What is the fundamental difference between tarring a folder using tar
on Unix and tarfile
in Python that results in a different file size?
In the example below, there is an 8.2 MB difference. I'm currently using a Mac. The folder in this example contains a bunch of random text files for testing purposes.
tar -cvf archive_unix.tar files/
python -m tarfile -c archive_pycli.tar files/ # using Python 3.9.6
-rw-r--r-- 1 userid staff 24606720 Oct 15 09:40 archive_pycli.tar
-rw-r--r-- 1 userid staff 16397824 Oct 15 09:39 archive_unix.tar
Interesting question. The documentation of tarfile
(https://docs.python.org/3/library/tarfile.html) mentions that the
default format for tar archive created by tarfile
is, since python
3.8, PAX_FORMAT
whereas archives created by the tar
command have
the GNU format which I believe explains the difference.

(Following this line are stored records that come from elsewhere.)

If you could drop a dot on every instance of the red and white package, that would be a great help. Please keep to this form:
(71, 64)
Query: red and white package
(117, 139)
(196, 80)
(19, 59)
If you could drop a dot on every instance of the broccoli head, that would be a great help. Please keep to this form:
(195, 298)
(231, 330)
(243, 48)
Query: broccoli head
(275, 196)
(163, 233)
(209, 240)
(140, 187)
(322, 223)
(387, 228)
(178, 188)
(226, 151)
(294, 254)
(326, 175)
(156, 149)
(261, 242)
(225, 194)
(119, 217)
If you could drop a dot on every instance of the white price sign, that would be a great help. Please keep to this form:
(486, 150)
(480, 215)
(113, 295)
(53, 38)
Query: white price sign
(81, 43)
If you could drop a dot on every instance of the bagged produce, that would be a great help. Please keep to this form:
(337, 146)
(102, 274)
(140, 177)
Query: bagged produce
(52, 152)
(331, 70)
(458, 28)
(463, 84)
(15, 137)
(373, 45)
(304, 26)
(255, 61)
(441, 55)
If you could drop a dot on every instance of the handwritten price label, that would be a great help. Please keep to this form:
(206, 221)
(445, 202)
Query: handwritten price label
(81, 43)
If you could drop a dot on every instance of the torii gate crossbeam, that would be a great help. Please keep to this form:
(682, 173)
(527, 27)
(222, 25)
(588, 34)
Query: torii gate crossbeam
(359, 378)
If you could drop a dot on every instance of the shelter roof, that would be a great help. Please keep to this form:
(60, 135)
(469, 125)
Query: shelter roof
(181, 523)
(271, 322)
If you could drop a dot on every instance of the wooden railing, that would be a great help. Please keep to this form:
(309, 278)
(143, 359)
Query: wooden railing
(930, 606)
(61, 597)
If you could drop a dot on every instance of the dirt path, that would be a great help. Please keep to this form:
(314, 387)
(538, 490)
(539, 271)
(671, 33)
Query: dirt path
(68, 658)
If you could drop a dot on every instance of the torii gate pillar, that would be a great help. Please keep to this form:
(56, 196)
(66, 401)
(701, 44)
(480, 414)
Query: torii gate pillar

Now to produce the same archive as the tar
command and one with the
default format (as your command did):
import tarfile
with tarfile.TarFile(name='archive-py-gnu.tar', mode='w', format=tarfile.GNU_FORMAT) as tf:
tf.add('tmp')
with tarfile.TarFile(name='archive-py-default.tar', mode='w') as tf:
tf.add('tmp')
For comparison:
$ tar cf archive-tar.tar tmp/
$ ls -l
3430400 16:28 archive-py-default.tar
3317760 16:28 archive-py-gnu.tar
3317760 16:27 archive-tar.tar
Results of the file
command:
$ file archive_unix.tar
archive_unix.tar: POSIX tar archive (GNU)
$ file archive-py-gnu.tar
archive-py-gnu.tar: POSIX tar archive (GNU)
$ file archive-py-default.tar
archive-py-default.tar: POSIX tar archive
Now I cannot tell you the difference between the different formats, sorry. But I hope this helps.